Treasury officials privately produced and distributed an economic analysis that concluded that, based on the history of enforcement actions under price caps, the proposed Shadow Fleet penalties were unlikely to drive Russian oil from the market and instead force Moscow to re- Take action.
Robin Brooks, a senior fellow in the Global Economics and Development Program at the Brookings Institution, and Ben Harris, a former senior Treasury official and now vice president and director of the Economic Research Program at the Brookings Institution, released similar analyzes publicly late last month. It argued that historical evidence suggests efforts to shut down shadow fleet tankers are “unlikely to have even a minor impact on global oil prices.”
Of the approximately 120 tankers, 20 in the shadow fleet are currently subject to sanctions.

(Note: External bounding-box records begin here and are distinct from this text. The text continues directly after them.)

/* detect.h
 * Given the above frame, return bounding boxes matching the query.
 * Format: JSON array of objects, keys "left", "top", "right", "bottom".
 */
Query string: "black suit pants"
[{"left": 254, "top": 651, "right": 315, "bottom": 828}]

They mapped evidence of previous enforcement actions, showing that none of them had a significant impact on oil markets.
“While this is far from causal, we believe it corroborates the view that further sanctions on the Sputnik fleet are unlikely to cause a spike in oil prices,” Brooks and Harris wrote.
White House officials recently argued that price caps and related enforcement measures have so far hurt Russia but not American drivers.
“Energy analysts, and even Russian officials themselves, have linked our increased enforcement activities to increased discounts on Russian oil. At the same time, Russia’s export volumes have remained high, avoiding the price spike that many feared in 2022,” said the head of the International Daleep Singh, deputy national security adviser for economics, told the Brookings Institution in late May.